Question

Using the following balanced chemical equation 8 H2 + S8à 8 H2S. Determine the mass of the product (molar mass = 34.08g/mol) if you start with 1.35 g of hydrogen and 6.86 g of S8 (Molar mass = 256.5 g/mole).

Answer 1

Answer: 7.29 g of $H_2S$ will be produced from the given masses of both reactants.

Explanation:

To calculate the moles :

$\text{Moles of solute}=\frac{\text{given mass}}{\text{Molar Mass}}$    

${\text{Moles of} H_2}=\frac{1.35g}{2.01g/mol}=0.672moles$

$\text{Moles of} S_8=\frac{6.86g}{256.5g/mol}=0.0267moles$

$8H_2+S_8\rightarrow 8H_2S$

According to stoichiometry :

1 mole of $S_8$ require = 8 moles of $H_2$

Thus 0.0267 moles of $S_8$ will require=$\frac{8}{1}\times 0.0267=0.214moles$  of $H_2$

Thus $S_8$ is the limiting reagent as it limits the formation of product and $H_2$ is the excess reagent.

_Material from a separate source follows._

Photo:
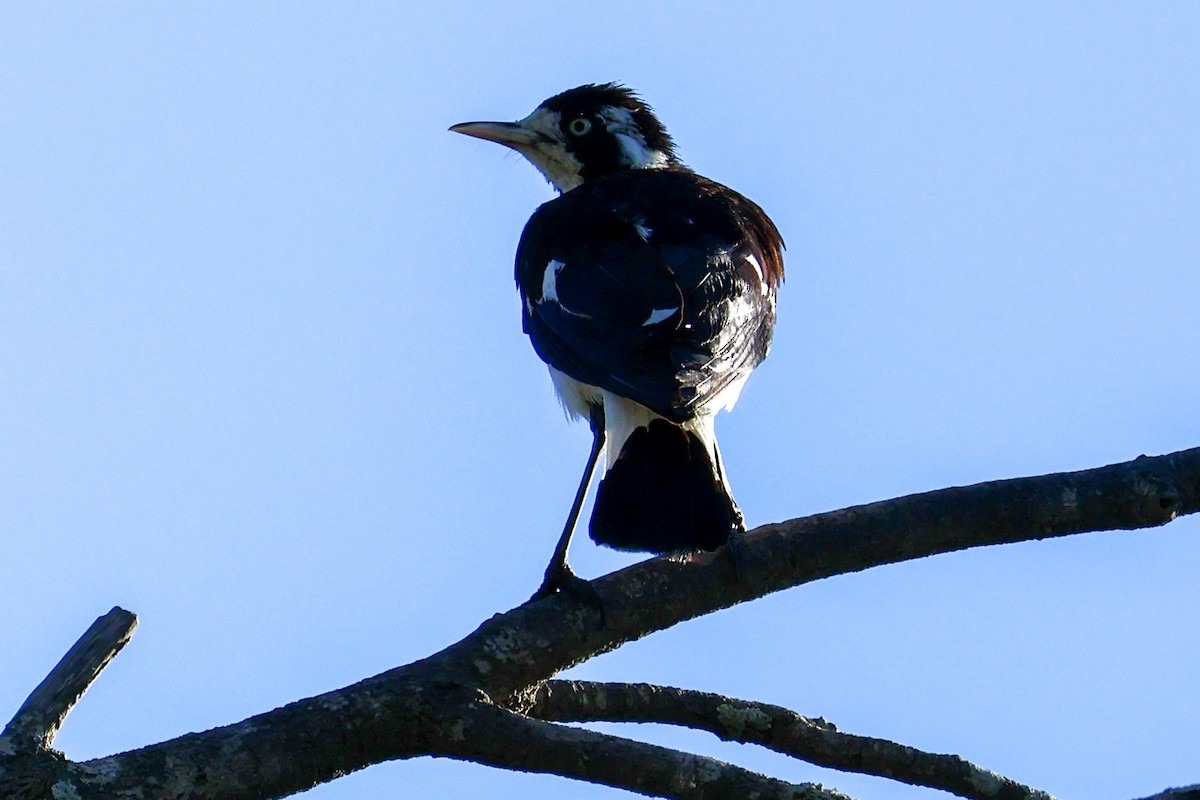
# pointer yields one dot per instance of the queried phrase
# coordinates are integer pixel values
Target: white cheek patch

As 1 mole of $S_8$ give = 8 moles of $H_2S$

Thus 0.0267 moles of $S_8$ give =$\frac{8}{1}\times 0.0267=0.214moles$  of $H_2S$

Mass of $H_2S=moles\times {\text {Molar mass}}=0.214moles\times 34.08g/mol=7.29g$

Thus 7.29 g of $H_2S$ will be produced from the given masses of both reactants.